When our younger son and his wife decided on a domestic adoption instead of another pregnancy (and the potentially fraught birth of a second child) they did not rule out an interracial adoption. Thoughtful and aware as they are, they wanted to prepare their parents for the possibility of having a Black or brown-skinned grandchild. So they convened a confab to talk about the possibility of implicit bias in their boomer parents.


I remember having difficulty identifying with any propensity in myself to be subtly racist and vaguely feeling falsely suspected. After all, I’m a liberal, tolerant guy. I’m a social worker and feel “woke” to issues of racial bias and discrimination, even though I have dealt with very few Black or brown-skinned people in my personal or professional life.


They ended up adopting a beautiful baby girl from Arizona with Native American ancestry, and so far so good among the grands, I believe.
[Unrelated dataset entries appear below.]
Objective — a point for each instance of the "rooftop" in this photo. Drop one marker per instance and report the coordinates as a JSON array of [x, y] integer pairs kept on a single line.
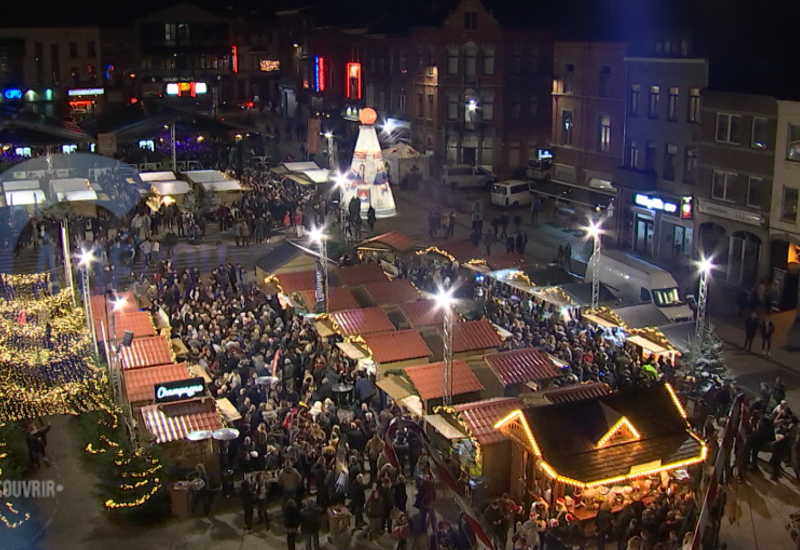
[[481, 416], [522, 365], [401, 345], [428, 379], [362, 321], [474, 336]]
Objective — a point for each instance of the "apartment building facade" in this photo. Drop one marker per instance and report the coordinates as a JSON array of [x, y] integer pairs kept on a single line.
[[588, 120], [658, 176]]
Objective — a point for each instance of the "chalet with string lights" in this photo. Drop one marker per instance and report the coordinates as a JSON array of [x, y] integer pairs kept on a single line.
[[610, 448]]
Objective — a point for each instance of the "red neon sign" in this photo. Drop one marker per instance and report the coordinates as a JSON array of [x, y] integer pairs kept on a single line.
[[353, 80]]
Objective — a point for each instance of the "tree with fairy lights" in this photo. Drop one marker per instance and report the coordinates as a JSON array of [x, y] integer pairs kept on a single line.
[[131, 478]]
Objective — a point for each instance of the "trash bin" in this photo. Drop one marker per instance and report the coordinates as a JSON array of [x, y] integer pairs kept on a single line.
[[181, 499]]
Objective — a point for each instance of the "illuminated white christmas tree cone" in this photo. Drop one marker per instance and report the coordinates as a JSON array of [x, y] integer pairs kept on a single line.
[[368, 178]]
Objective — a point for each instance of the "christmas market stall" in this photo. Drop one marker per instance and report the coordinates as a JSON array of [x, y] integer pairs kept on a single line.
[[614, 449]]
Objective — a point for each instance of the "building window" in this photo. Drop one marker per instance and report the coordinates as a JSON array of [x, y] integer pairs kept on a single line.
[[535, 60], [758, 138], [690, 166], [452, 61], [722, 186], [789, 206], [650, 153], [728, 128], [672, 106], [516, 62], [470, 63], [487, 107], [604, 88], [569, 78], [533, 106], [604, 133], [566, 127], [488, 61], [487, 154], [470, 21], [756, 192], [633, 154], [694, 105], [793, 146], [652, 106], [636, 95], [452, 107], [670, 156]]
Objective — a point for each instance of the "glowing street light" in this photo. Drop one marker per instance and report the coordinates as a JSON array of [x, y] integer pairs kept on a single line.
[[595, 231], [445, 300], [705, 266], [317, 235]]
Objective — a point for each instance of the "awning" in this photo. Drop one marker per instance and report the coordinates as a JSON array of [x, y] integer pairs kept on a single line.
[[573, 193], [596, 319], [351, 350], [394, 387], [443, 427], [648, 345]]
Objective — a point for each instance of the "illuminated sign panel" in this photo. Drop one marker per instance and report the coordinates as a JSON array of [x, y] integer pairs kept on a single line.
[[269, 65], [319, 74], [353, 80]]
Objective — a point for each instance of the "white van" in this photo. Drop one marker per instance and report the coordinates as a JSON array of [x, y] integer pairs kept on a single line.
[[463, 176], [634, 281], [511, 193]]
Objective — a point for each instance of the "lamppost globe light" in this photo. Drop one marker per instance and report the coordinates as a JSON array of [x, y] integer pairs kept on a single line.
[[705, 265]]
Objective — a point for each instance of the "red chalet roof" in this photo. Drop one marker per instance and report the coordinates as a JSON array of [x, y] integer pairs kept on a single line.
[[361, 274], [392, 292], [402, 345], [576, 392], [428, 379], [521, 365], [475, 335], [366, 320], [423, 313], [481, 416]]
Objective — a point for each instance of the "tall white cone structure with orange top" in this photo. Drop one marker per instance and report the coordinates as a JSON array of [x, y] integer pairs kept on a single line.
[[368, 178]]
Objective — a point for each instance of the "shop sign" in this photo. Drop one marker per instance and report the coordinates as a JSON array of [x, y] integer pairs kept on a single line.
[[85, 92], [177, 391], [269, 65], [12, 94], [735, 214], [655, 203]]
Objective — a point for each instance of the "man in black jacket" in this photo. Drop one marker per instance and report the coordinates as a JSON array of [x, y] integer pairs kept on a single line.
[[310, 524]]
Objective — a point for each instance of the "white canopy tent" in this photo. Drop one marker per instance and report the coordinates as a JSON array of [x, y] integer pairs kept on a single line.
[[21, 185], [219, 186], [157, 176], [167, 188], [404, 160], [203, 176], [300, 166], [25, 197]]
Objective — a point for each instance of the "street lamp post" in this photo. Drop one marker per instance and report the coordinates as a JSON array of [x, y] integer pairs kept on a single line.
[[705, 266], [445, 300], [318, 236], [595, 232]]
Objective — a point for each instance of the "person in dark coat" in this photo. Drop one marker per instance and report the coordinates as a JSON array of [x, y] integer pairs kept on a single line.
[[291, 521], [750, 329], [310, 524], [248, 503]]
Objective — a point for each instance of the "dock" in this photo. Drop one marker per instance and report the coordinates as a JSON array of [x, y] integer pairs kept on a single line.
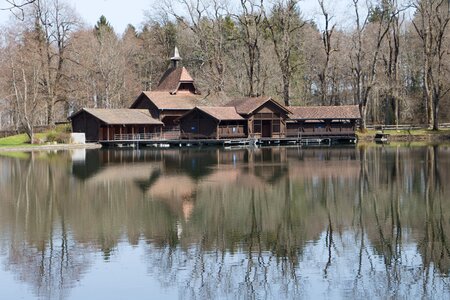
[[138, 142]]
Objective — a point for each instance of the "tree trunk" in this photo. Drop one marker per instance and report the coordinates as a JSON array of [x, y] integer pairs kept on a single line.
[[435, 112]]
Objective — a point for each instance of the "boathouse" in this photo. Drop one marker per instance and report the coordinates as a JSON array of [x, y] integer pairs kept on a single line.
[[266, 118], [208, 122], [323, 121], [115, 124], [175, 95]]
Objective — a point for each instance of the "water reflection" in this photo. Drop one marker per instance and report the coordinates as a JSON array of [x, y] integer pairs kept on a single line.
[[251, 223]]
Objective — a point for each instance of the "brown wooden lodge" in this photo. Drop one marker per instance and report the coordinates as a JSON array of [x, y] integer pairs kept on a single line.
[[175, 113]]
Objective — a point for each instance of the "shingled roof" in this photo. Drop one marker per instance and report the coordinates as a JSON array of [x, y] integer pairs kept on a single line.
[[324, 112], [246, 106], [166, 101], [221, 113], [172, 78], [121, 116]]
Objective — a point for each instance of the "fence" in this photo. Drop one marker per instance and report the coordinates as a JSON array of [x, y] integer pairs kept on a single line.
[[165, 135], [404, 126]]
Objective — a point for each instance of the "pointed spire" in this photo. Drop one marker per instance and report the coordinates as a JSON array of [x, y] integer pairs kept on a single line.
[[176, 58]]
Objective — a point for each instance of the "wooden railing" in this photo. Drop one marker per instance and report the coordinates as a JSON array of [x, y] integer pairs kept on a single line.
[[319, 132], [165, 135]]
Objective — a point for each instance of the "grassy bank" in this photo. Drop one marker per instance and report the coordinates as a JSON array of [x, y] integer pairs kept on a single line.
[[59, 135]]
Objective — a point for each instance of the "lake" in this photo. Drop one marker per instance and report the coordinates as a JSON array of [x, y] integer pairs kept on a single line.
[[215, 223]]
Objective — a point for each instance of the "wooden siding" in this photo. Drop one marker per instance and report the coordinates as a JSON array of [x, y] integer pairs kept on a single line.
[[87, 124], [317, 128], [199, 125], [96, 130], [268, 121], [144, 103]]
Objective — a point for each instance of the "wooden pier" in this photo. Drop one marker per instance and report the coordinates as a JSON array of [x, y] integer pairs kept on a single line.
[[154, 140]]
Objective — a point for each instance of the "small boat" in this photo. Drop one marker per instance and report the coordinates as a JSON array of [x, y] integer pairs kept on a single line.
[[381, 137]]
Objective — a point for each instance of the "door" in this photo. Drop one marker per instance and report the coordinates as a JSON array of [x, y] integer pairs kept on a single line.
[[266, 129]]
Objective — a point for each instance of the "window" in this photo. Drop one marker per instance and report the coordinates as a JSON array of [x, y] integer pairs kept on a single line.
[[276, 126], [257, 127]]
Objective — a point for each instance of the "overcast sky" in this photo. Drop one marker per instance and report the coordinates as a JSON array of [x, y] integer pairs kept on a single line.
[[120, 13]]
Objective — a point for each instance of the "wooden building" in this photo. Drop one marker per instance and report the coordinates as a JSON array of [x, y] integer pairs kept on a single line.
[[175, 95], [207, 122], [323, 121], [266, 118], [114, 124]]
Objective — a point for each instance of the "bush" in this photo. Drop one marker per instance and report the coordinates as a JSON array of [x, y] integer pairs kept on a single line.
[[51, 137]]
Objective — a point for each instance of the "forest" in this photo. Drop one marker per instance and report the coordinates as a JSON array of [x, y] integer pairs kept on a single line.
[[393, 61]]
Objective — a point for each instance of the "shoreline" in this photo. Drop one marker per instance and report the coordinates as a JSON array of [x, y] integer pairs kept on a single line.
[[362, 138], [56, 147]]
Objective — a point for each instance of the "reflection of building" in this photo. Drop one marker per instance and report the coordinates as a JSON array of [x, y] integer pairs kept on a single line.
[[176, 110]]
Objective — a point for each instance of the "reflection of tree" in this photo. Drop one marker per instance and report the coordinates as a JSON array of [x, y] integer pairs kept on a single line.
[[237, 229], [39, 246], [434, 246]]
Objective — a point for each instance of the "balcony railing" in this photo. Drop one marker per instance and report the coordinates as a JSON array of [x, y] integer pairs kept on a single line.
[[165, 135]]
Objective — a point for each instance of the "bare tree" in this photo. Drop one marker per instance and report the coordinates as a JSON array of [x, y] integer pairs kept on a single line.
[[364, 62], [284, 25], [210, 23], [328, 49], [20, 81], [250, 20], [54, 22], [431, 25]]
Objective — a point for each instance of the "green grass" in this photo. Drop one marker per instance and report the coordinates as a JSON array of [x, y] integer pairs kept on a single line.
[[22, 140], [14, 141]]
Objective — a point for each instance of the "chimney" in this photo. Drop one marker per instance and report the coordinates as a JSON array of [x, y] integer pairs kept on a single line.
[[176, 58]]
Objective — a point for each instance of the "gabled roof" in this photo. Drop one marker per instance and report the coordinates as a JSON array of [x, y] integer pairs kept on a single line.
[[121, 116], [220, 113], [325, 112], [166, 101], [246, 106], [172, 78]]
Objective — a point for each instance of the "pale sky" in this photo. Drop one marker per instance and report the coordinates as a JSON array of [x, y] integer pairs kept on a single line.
[[120, 13]]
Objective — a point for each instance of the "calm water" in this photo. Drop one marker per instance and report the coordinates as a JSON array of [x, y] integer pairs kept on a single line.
[[264, 223]]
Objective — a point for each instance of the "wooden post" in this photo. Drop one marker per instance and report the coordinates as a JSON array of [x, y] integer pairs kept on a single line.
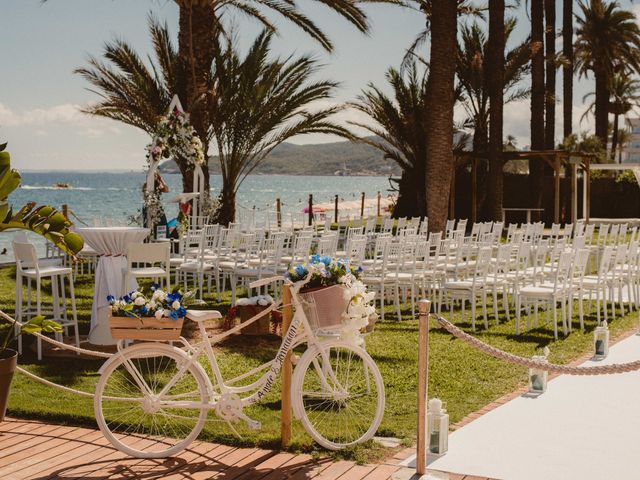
[[287, 368], [556, 190], [474, 190], [574, 192], [279, 213], [423, 384], [452, 196]]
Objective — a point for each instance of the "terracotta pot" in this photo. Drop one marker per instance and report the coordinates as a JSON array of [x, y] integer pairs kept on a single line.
[[8, 363], [262, 326]]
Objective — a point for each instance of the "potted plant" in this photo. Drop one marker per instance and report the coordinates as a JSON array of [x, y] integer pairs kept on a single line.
[[334, 298], [9, 357], [52, 225], [149, 315]]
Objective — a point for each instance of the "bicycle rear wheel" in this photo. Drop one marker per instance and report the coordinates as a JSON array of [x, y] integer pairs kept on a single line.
[[338, 395], [133, 415]]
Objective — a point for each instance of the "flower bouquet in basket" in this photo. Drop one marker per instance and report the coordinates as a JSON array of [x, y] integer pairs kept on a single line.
[[334, 298], [149, 315]]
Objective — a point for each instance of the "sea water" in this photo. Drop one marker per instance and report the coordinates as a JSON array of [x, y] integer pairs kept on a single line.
[[112, 198]]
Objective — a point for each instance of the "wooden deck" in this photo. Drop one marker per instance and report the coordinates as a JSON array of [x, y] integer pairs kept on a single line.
[[36, 450]]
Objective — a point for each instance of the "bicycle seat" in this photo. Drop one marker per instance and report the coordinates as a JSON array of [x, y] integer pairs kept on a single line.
[[203, 315]]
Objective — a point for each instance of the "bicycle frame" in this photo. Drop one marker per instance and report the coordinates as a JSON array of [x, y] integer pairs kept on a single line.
[[263, 385]]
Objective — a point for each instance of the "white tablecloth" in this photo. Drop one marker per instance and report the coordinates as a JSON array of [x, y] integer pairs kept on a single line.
[[111, 244]]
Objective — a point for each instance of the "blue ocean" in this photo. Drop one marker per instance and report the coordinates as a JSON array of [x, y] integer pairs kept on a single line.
[[112, 198]]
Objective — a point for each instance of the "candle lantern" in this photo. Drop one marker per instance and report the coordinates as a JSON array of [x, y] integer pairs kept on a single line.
[[601, 341], [437, 427], [538, 376]]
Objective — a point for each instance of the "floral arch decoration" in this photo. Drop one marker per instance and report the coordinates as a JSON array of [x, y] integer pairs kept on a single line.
[[175, 137]]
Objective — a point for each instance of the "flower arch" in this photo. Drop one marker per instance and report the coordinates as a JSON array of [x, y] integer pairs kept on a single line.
[[174, 138]]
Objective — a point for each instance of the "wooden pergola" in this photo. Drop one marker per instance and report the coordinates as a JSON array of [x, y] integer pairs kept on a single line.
[[556, 159]]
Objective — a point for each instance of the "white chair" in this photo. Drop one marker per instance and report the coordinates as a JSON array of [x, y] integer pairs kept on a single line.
[[28, 268], [547, 293], [148, 260], [471, 288]]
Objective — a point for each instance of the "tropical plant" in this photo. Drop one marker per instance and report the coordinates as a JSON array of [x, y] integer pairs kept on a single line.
[[608, 42], [441, 100], [44, 220], [398, 132], [472, 77], [257, 103], [625, 95]]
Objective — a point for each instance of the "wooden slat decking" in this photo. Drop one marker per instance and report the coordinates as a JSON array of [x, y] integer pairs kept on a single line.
[[36, 450]]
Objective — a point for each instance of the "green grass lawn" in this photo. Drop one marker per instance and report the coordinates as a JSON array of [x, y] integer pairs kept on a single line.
[[461, 376]]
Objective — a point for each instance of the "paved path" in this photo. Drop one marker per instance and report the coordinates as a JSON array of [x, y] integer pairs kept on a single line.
[[36, 450]]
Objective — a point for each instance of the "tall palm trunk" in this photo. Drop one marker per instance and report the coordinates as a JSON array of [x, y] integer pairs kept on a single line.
[[601, 105], [197, 45], [440, 94], [567, 68], [614, 136], [495, 84], [550, 86], [536, 169]]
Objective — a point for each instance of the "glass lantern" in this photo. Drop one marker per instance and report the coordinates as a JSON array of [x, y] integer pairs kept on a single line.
[[601, 341], [437, 427], [538, 376]]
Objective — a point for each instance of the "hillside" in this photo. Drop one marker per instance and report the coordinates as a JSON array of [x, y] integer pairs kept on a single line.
[[316, 159]]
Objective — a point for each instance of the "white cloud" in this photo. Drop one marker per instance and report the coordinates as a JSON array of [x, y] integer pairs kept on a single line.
[[58, 114]]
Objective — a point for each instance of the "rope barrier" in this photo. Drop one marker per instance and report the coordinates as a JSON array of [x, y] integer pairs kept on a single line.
[[530, 363]]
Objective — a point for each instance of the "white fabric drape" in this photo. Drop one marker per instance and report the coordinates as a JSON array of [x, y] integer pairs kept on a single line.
[[111, 244]]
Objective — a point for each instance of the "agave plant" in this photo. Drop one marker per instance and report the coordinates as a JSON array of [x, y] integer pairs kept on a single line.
[[43, 220]]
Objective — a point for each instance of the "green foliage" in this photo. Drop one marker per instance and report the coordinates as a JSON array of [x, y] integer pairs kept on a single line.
[[44, 220], [627, 176]]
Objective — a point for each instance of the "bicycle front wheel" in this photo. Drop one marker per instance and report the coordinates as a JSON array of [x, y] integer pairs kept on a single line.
[[137, 415], [338, 395]]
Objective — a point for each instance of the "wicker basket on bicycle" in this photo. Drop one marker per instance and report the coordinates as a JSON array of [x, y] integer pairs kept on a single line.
[[144, 328], [324, 307]]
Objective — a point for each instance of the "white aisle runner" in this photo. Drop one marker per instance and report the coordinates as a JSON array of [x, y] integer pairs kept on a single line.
[[581, 428]]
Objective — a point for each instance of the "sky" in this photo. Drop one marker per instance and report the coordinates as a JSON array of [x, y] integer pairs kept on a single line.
[[41, 97]]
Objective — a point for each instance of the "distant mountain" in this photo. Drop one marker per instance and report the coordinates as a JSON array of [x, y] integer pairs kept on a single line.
[[337, 158]]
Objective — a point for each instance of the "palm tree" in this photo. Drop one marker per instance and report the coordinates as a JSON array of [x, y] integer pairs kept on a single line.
[[440, 98], [550, 71], [257, 103], [472, 80], [625, 95], [567, 67], [608, 42], [399, 132], [495, 86]]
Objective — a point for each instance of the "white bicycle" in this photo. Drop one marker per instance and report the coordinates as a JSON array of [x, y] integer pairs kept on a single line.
[[152, 399]]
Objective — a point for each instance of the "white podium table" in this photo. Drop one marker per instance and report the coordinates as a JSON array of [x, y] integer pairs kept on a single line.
[[111, 244]]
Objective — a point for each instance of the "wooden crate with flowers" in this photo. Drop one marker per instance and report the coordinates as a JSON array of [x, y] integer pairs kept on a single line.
[[155, 315]]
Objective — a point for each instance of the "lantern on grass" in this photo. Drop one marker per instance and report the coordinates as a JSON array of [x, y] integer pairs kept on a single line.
[[437, 427], [538, 376], [601, 341]]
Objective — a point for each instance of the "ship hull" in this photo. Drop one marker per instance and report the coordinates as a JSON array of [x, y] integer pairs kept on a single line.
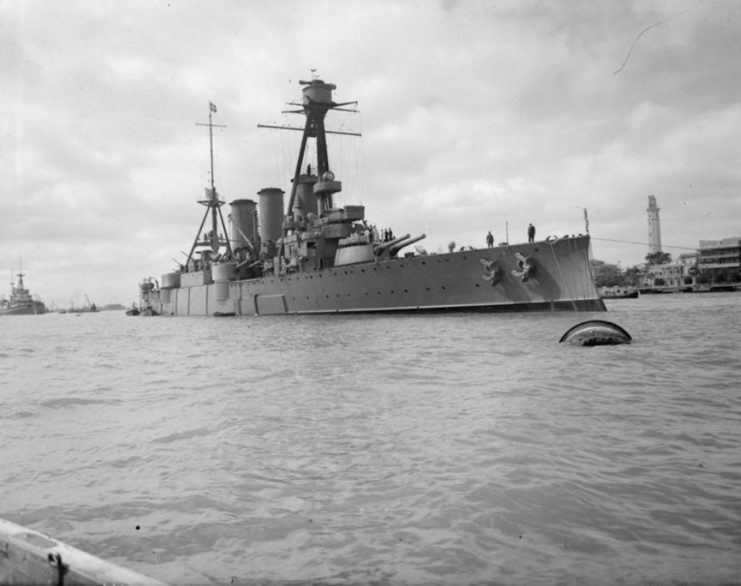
[[25, 310], [488, 280]]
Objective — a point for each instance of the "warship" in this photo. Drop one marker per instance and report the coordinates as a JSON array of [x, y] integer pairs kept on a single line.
[[21, 302], [313, 257]]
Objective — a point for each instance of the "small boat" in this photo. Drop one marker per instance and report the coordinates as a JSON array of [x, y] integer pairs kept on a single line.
[[618, 292]]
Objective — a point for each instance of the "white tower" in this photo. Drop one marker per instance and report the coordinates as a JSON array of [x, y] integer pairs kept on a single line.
[[654, 228]]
But then recently, being mostly retired, I picked up a book to read, entitled Institutional Racism in America, that had quite surely been on my unread bookshelf for some fifty years, from my college days. Published over fifty years ago in 1969, the book was the collective effort of a group of academics wanting to address the shortcomings of the Kerner Commission Report of the National Advisory Commission on Civil Disorders, the official government documentary response to the spate of violent race riots that erupted in American cities in the late 1960s.

I thought, with all the talk of late about racism in America, and the stout resistance on the right to accept its existence, I could be edified about institutional racism. What got me was how well my own implicit bias (who, me?) was brought sharply into relief in the first chapter of this treatise, which starts by describing examples of “individual racism.”